プレジデントオンライン / 2024年9月25日 17時15分

自民党ウェブサイト「自民党総裁選2024『THE MATCH』について」より

自民党総裁選は過去最多となる9人が立候補し、うち女性は2人だった。コラムニストの矢部万紀子さんは「高市早苗さんと上川陽子さんが立候補し、野田聖子さんが出られなかったのを見て複雑な気持ちになった。“おじさんの詰め合わせ”の中で女性が出世する難しさを感じた」という――。

■“高市氏と上川氏が立候補”に抱いた複雑な感情

自民党総裁選のキャッチコピーは「THE MATCH」だ。9月27日に投開票されるが、党員と国会議員しか投票できない内輪の選挙だ。なんとか関心をもってもらおうと、「選挙」でなく「試合」、「試合」でなく「MATCH」としたのだろう。

この言葉の浸透度は不明だが、ポスターはかなり有名だ。歴代総裁26人の写真が使われ、目立つトップ3は安倍晋三、田中角栄、小泉純一郎。

そんなレイアウトも話題になったが、何と言っても立役者はトラウデン直美さん。ポスターが発表された8月21日の「news23」(TBS系)で「おじさんの詰め合わせって感じがする」と述べたのだ。

即、ネットが盛り上がった。「おじさんの詰め合わせ」は「パンダは白と黒」と同じ見ての通りなのだが、賛否両論の熱戦に。はて?

ということで、「THE MATCH」の話はおしまい。ここからは「試合」の話をする。

立候補する9人のうち、2人が女性だ。高市早苗さんと上川陽子さん。よかったと思うと同時に複雑な気持ちになる。立候補を模索し、あきらめた野田聖子さんと比べて、「やっぱり、出られるのはこういう女性ね」。そんな気持ちになる。

■“安倍一筋”を貫く高市氏

高市さん63歳、当選9回。上川さん71歳、当選7回。

2人に共通するのは、2世政治家でないことだ。高市さんはニュースキャスター、上川さんはシンクタンク勤務などを経て政治の道へ。64歳、当選10回の野田聖子さんは、元建設大臣の祖父を持つ。

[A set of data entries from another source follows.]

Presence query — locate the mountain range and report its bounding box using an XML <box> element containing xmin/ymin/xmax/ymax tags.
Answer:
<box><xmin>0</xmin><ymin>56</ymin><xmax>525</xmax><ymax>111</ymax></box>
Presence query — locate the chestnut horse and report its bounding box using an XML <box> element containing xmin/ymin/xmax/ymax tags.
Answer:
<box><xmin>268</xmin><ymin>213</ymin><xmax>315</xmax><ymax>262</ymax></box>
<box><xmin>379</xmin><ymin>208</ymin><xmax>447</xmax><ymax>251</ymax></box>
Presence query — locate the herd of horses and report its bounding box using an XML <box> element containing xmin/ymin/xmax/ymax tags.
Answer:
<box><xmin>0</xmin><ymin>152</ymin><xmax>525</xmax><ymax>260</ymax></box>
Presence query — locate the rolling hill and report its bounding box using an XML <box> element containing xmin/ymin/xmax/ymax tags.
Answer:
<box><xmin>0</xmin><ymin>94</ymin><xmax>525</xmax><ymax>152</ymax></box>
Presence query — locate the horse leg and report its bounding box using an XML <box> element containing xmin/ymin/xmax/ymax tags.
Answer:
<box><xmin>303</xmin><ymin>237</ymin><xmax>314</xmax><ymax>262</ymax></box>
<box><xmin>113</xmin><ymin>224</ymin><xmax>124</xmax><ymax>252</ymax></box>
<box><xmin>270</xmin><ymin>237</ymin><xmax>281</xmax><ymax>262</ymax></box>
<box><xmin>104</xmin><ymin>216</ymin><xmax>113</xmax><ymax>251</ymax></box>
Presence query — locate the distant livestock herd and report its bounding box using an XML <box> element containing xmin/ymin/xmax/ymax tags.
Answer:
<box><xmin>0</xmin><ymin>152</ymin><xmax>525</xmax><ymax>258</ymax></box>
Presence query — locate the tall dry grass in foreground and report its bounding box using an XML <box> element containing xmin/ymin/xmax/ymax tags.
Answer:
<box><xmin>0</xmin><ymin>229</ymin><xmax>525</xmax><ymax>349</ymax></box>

今回、総裁選に立候補した男性7人のうち、5人が義父も含めて政治家の父を持つ。男性の2世は多数派で、女性の2世は逆に出られない。これって偶然ではない。これこそ、女の出世道を映している。と思っている。

高市早苗氏
高市早苗氏(首相官邸HP)

高市さんは3年前の総裁選にも立候補している。2連続立候補は高市さんと河野太郎さん(もちろん2世)だけで、それだけですごい。で、それを支えているのは一貫した「右側通行」だ。

2006年、第一次安倍内閣で内閣府特命担当大臣として初入閣以来、ずっと安倍一筋=右側通行。9月9日の立候補表明では日の丸を掲げ、「選択的夫婦別姓→ノー」「靖国参拝→イエス」と「安倍好み」を語った。20人の推薦人のうち14人が安倍派だ。

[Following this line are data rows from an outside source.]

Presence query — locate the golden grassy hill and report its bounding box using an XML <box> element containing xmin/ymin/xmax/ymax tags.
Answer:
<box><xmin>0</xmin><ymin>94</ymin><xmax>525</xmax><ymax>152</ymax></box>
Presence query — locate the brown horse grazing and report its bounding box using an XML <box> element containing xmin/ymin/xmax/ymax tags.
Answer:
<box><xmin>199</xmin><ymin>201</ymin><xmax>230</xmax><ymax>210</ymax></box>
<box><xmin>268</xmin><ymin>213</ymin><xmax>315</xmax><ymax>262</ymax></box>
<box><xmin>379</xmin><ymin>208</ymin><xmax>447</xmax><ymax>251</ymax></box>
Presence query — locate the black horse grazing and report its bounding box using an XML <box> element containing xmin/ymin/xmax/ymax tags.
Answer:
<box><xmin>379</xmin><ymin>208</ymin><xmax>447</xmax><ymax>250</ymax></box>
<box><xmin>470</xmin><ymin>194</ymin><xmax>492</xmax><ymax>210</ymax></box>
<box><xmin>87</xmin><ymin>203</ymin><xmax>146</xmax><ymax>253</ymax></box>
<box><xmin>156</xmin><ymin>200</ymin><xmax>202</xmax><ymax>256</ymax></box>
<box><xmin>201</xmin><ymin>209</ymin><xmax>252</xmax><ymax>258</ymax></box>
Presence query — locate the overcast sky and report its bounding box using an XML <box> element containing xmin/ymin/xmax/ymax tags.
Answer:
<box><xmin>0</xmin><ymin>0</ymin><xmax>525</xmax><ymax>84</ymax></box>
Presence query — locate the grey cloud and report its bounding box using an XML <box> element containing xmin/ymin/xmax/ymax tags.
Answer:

ただし前回と違って、今回は安倍さんがいない。しかも小林鷹之さんという非・2世、43歳という若手の右側通行の人が立候補を表明している。

そんな状況で高市さんが打ち出したのは、「日本列島を強く、豊かに」と「サナエあれば、憂いなし」だ。

■“中興の祖”を徹底的に敬った

高市さんは「強い」という言葉が好きだ。

9月12日に自民党本部で開かれた9人による演説会も、最後は「強い強い、日本列島をともに作っていこうじゃありませんか」と締めた。「強靭化」も好きで、前回は「日本経済強靭化計画」、今回は「国土強靭化」。

そして高市さんがしたたかなのは、強さとセットで「女子アピール」もできてしまうところだ。何かと言うと「早苗」押しで、今回は「サナエあれば、憂いなし」で前回は「サナエノミクス」。「高市」は使わない。

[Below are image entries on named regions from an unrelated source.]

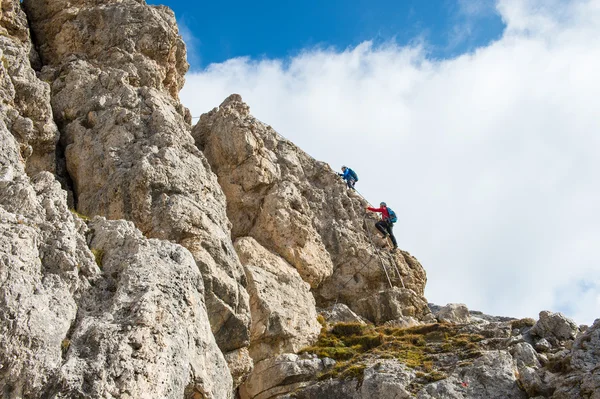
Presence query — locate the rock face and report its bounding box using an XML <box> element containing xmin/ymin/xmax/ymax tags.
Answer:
<box><xmin>553</xmin><ymin>319</ymin><xmax>600</xmax><ymax>399</ymax></box>
<box><xmin>23</xmin><ymin>0</ymin><xmax>250</xmax><ymax>372</ymax></box>
<box><xmin>0</xmin><ymin>0</ymin><xmax>58</xmax><ymax>176</ymax></box>
<box><xmin>57</xmin><ymin>218</ymin><xmax>232</xmax><ymax>398</ymax></box>
<box><xmin>235</xmin><ymin>237</ymin><xmax>321</xmax><ymax>362</ymax></box>
<box><xmin>192</xmin><ymin>95</ymin><xmax>429</xmax><ymax>318</ymax></box>
<box><xmin>283</xmin><ymin>360</ymin><xmax>415</xmax><ymax>399</ymax></box>
<box><xmin>531</xmin><ymin>311</ymin><xmax>579</xmax><ymax>341</ymax></box>
<box><xmin>0</xmin><ymin>132</ymin><xmax>99</xmax><ymax>397</ymax></box>
<box><xmin>0</xmin><ymin>0</ymin><xmax>600</xmax><ymax>399</ymax></box>
<box><xmin>435</xmin><ymin>303</ymin><xmax>471</xmax><ymax>324</ymax></box>
<box><xmin>240</xmin><ymin>354</ymin><xmax>335</xmax><ymax>399</ymax></box>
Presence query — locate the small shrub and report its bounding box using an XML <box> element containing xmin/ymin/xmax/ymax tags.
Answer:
<box><xmin>317</xmin><ymin>314</ymin><xmax>327</xmax><ymax>327</ymax></box>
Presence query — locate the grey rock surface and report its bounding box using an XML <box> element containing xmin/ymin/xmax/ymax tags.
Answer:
<box><xmin>0</xmin><ymin>111</ymin><xmax>99</xmax><ymax>398</ymax></box>
<box><xmin>319</xmin><ymin>303</ymin><xmax>366</xmax><ymax>324</ymax></box>
<box><xmin>23</xmin><ymin>0</ymin><xmax>250</xmax><ymax>368</ymax></box>
<box><xmin>283</xmin><ymin>360</ymin><xmax>415</xmax><ymax>399</ymax></box>
<box><xmin>235</xmin><ymin>237</ymin><xmax>321</xmax><ymax>362</ymax></box>
<box><xmin>355</xmin><ymin>287</ymin><xmax>429</xmax><ymax>324</ymax></box>
<box><xmin>240</xmin><ymin>354</ymin><xmax>335</xmax><ymax>399</ymax></box>
<box><xmin>417</xmin><ymin>351</ymin><xmax>527</xmax><ymax>399</ymax></box>
<box><xmin>56</xmin><ymin>217</ymin><xmax>232</xmax><ymax>398</ymax></box>
<box><xmin>0</xmin><ymin>0</ymin><xmax>58</xmax><ymax>177</ymax></box>
<box><xmin>552</xmin><ymin>319</ymin><xmax>600</xmax><ymax>399</ymax></box>
<box><xmin>531</xmin><ymin>310</ymin><xmax>579</xmax><ymax>341</ymax></box>
<box><xmin>192</xmin><ymin>95</ymin><xmax>429</xmax><ymax>322</ymax></box>
<box><xmin>435</xmin><ymin>303</ymin><xmax>470</xmax><ymax>324</ymax></box>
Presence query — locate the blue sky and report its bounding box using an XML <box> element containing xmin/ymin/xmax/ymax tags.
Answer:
<box><xmin>148</xmin><ymin>0</ymin><xmax>600</xmax><ymax>324</ymax></box>
<box><xmin>148</xmin><ymin>0</ymin><xmax>504</xmax><ymax>70</ymax></box>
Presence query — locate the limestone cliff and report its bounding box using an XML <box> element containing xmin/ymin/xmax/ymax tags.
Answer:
<box><xmin>24</xmin><ymin>0</ymin><xmax>250</xmax><ymax>384</ymax></box>
<box><xmin>0</xmin><ymin>0</ymin><xmax>600</xmax><ymax>399</ymax></box>
<box><xmin>192</xmin><ymin>95</ymin><xmax>429</xmax><ymax>322</ymax></box>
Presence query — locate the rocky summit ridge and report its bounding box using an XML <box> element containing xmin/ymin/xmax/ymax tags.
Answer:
<box><xmin>0</xmin><ymin>0</ymin><xmax>600</xmax><ymax>399</ymax></box>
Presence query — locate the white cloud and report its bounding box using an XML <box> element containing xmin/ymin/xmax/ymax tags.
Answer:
<box><xmin>182</xmin><ymin>0</ymin><xmax>600</xmax><ymax>323</ymax></box>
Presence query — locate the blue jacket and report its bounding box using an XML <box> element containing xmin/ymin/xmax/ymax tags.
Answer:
<box><xmin>338</xmin><ymin>168</ymin><xmax>358</xmax><ymax>181</ymax></box>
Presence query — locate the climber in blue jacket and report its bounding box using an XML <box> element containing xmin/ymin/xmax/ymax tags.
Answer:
<box><xmin>338</xmin><ymin>166</ymin><xmax>358</xmax><ymax>190</ymax></box>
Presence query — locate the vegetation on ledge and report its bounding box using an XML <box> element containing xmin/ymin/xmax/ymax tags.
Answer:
<box><xmin>302</xmin><ymin>323</ymin><xmax>484</xmax><ymax>389</ymax></box>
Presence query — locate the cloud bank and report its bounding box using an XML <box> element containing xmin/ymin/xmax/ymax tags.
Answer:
<box><xmin>181</xmin><ymin>0</ymin><xmax>600</xmax><ymax>324</ymax></box>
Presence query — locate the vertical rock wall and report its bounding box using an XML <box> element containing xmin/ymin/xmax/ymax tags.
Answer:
<box><xmin>0</xmin><ymin>0</ymin><xmax>58</xmax><ymax>176</ymax></box>
<box><xmin>23</xmin><ymin>0</ymin><xmax>250</xmax><ymax>378</ymax></box>
<box><xmin>192</xmin><ymin>95</ymin><xmax>428</xmax><ymax>321</ymax></box>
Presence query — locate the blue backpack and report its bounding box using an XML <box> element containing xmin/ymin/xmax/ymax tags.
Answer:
<box><xmin>386</xmin><ymin>207</ymin><xmax>398</xmax><ymax>223</ymax></box>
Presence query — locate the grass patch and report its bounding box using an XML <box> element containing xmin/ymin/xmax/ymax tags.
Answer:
<box><xmin>301</xmin><ymin>323</ymin><xmax>484</xmax><ymax>389</ymax></box>
<box><xmin>92</xmin><ymin>248</ymin><xmax>104</xmax><ymax>269</ymax></box>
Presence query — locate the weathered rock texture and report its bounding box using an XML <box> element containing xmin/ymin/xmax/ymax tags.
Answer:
<box><xmin>57</xmin><ymin>218</ymin><xmax>232</xmax><ymax>398</ymax></box>
<box><xmin>23</xmin><ymin>0</ymin><xmax>250</xmax><ymax>372</ymax></box>
<box><xmin>0</xmin><ymin>130</ymin><xmax>99</xmax><ymax>398</ymax></box>
<box><xmin>0</xmin><ymin>0</ymin><xmax>58</xmax><ymax>176</ymax></box>
<box><xmin>235</xmin><ymin>237</ymin><xmax>321</xmax><ymax>362</ymax></box>
<box><xmin>0</xmin><ymin>0</ymin><xmax>600</xmax><ymax>399</ymax></box>
<box><xmin>192</xmin><ymin>95</ymin><xmax>429</xmax><ymax>318</ymax></box>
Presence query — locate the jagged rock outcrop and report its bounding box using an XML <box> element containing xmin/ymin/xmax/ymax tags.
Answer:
<box><xmin>0</xmin><ymin>0</ymin><xmax>58</xmax><ymax>176</ymax></box>
<box><xmin>434</xmin><ymin>303</ymin><xmax>471</xmax><ymax>324</ymax></box>
<box><xmin>531</xmin><ymin>311</ymin><xmax>579</xmax><ymax>342</ymax></box>
<box><xmin>240</xmin><ymin>354</ymin><xmax>335</xmax><ymax>399</ymax></box>
<box><xmin>55</xmin><ymin>218</ymin><xmax>232</xmax><ymax>398</ymax></box>
<box><xmin>0</xmin><ymin>0</ymin><xmax>94</xmax><ymax>398</ymax></box>
<box><xmin>23</xmin><ymin>0</ymin><xmax>250</xmax><ymax>378</ymax></box>
<box><xmin>192</xmin><ymin>95</ymin><xmax>429</xmax><ymax>321</ymax></box>
<box><xmin>235</xmin><ymin>237</ymin><xmax>321</xmax><ymax>362</ymax></box>
<box><xmin>0</xmin><ymin>0</ymin><xmax>600</xmax><ymax>399</ymax></box>
<box><xmin>0</xmin><ymin>129</ymin><xmax>99</xmax><ymax>398</ymax></box>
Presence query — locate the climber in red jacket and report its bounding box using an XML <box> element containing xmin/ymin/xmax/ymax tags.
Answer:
<box><xmin>367</xmin><ymin>202</ymin><xmax>398</xmax><ymax>250</ymax></box>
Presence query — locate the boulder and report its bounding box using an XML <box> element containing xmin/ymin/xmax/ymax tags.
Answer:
<box><xmin>239</xmin><ymin>354</ymin><xmax>335</xmax><ymax>399</ymax></box>
<box><xmin>23</xmin><ymin>0</ymin><xmax>250</xmax><ymax>366</ymax></box>
<box><xmin>417</xmin><ymin>351</ymin><xmax>527</xmax><ymax>399</ymax></box>
<box><xmin>435</xmin><ymin>303</ymin><xmax>470</xmax><ymax>324</ymax></box>
<box><xmin>56</xmin><ymin>217</ymin><xmax>232</xmax><ymax>399</ymax></box>
<box><xmin>319</xmin><ymin>303</ymin><xmax>366</xmax><ymax>324</ymax></box>
<box><xmin>353</xmin><ymin>288</ymin><xmax>430</xmax><ymax>324</ymax></box>
<box><xmin>530</xmin><ymin>310</ymin><xmax>579</xmax><ymax>341</ymax></box>
<box><xmin>552</xmin><ymin>319</ymin><xmax>600</xmax><ymax>399</ymax></box>
<box><xmin>0</xmin><ymin>0</ymin><xmax>59</xmax><ymax>177</ymax></box>
<box><xmin>235</xmin><ymin>237</ymin><xmax>321</xmax><ymax>362</ymax></box>
<box><xmin>282</xmin><ymin>360</ymin><xmax>415</xmax><ymax>399</ymax></box>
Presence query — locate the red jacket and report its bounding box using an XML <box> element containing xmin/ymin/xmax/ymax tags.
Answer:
<box><xmin>367</xmin><ymin>206</ymin><xmax>390</xmax><ymax>220</ymax></box>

私は昭和の、それも雇用機会均等法以前から会社員生活をしていた。だからつい、物事を会社に置き換えて考える。

その思考で書くなら、高市さんは会社の「中興の祖」を徹底的に敬い、追従する作戦によって地位を得た人だ。中興の祖はどんどん「一強」になっていったから、「ですよねー」な社員はわらわらと増えた。

が、高市さんは勉強も怠らなかった。福祉よりも財政など、「女性らしからぬ」分野でこそ頑張った。あっぱれと思うのだが、それってほんとに高市さんなの? という話は後から書く。

■ルッキズム発言にも“やむなし”の上川氏

上川さんの出馬表明は告示日の前日、11日だった。

上川陽子氏
上川陽子氏(首相官邸HP)

20人の推薦人集めに苦労したのだが、12日に出演した「報道ステーション」(テレビ朝日系)では、「(候補者は)派閥に頼らず、派閥が(候補者を)決めない」ことを証明したと語っていた。

上川さんの推薦人で一番多いのは、麻生(太郎副総裁)派で9人だ。それを伝えた「news23」は、「これで上川さんは麻生さんの言いなりになるだろうな」という「他陣営」の声を紹介していた。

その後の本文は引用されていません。